道は、今俺がいるところから真っ直ぐ進むものと、ここで右手に折れるものがある。


「なあ、どっちに進んだら良いと思う?」


視聴者達に聞くと、いくつか返答が返ってきた。


:漢なら前一択

:右にしろ


コメントの意見は綺麗に真っ二つで分かれており、多数決も取れそうに無い。

そんなわけでどうするべきか悩んでいると、一つのコメントが目についた。


:面倒だからコイントスかなんかで決めようぜ


「名案だな」


反射的にボソッと呟くと、その言葉に反応してコメントがきた。


:名案?何が?

:なんか良さげなコメあったか?


俺の言葉に釣られて話の流れが逸れてきたので、話を強引に進める。


「今からコイントスで行先を決める事にした。表が出たら方向を変えずに真っ直ぐ、裏が出たら右に折れるからな。文句はないな?あっても聞かないぞ」


:くっそ強引で草。文句はないけど

:コイントスか。確かに名案だな

:コイン持ってるの?


「コインは魔力で作る。
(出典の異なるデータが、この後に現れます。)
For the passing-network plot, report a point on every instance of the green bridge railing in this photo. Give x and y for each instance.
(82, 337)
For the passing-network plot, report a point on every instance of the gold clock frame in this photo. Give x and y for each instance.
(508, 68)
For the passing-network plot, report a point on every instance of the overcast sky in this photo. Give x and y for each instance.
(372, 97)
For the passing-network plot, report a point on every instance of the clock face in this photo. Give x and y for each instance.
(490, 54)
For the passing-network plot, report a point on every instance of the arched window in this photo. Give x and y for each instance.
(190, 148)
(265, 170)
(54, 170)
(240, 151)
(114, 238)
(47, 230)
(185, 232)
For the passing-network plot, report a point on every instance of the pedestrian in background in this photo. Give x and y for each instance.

じゃ、やるぞ」


盾を小さくしたイメージでコインを生成し、投げた。


コインをキャッチしたので、手を開けて中を覗くと、裏だった。


:裏か

:右だな


視聴者にも見やすいようコインをカメラに向けて、早速道を右に折れた。



進んでいくと敵に遭遇したが、もうコイツとは戦い慣れているので、危なげなく倒せた。


敵を倒したので先に進もうとすると、そこは行き止まりだった。


「ああ、行き止まりか。見た感じこのダンジョンのコンセプトは迷路だし、仕方ないかな」


そう言って引き返そうとすると、なぜかコメントたちが俺を引き止めようとしてきた。


:気付いて!なにかある!何かありますよ、気付いて!

:宝箱っぽいのがある!


宝箱だと?そんなものがこのダンジョンにあるのだろうか。


怪しがりながら振り返ると、そこには確かに宝箱のような物が鎮座していた。


しかし、見た目が宝箱だと言っても中身が宝箱とは限らない。


ミミックを警戒しながら、ゆっくりと宝箱を開く。


宝箱を開き切ったが、ミミックなどの罠は無かった。


「なんだよ、期待外れじゃん。こっちはこっちで嬉しいけど、空気読んでそこはミミックか罠であってくれよ」


:なんやこいつ

:こんなこと言ってるけど罠出たら悪態ついてるんだろうな


なんか俺の行動を完全に理解してそうなコメントがあったが、無視無視。


ワクワクしながら宝箱の中を覗くと、そこには指輪がポツンと置かれていた。


「指輪?なんだこれ」


:なんか能力あると思うけど見れないの?

:どんな能力なんだろ



コメントに急かされて、指輪を右手の中指に付けてみた。一瞬何か違和感がしたような気がしたが、何も変わったところもないし、ウィンドウも何も出てこない。

ブレスレットと同じような感じかと思ってさわさわしてみたが、何か変わった感じは何も無い。


「なんだこれ、何も無いぞ?ただの飾りなのかな。まあ良いや、つけていて損もないし、そのままにしておくか」


宝箱も、もう何も入っていないので今度こそ引き返そう。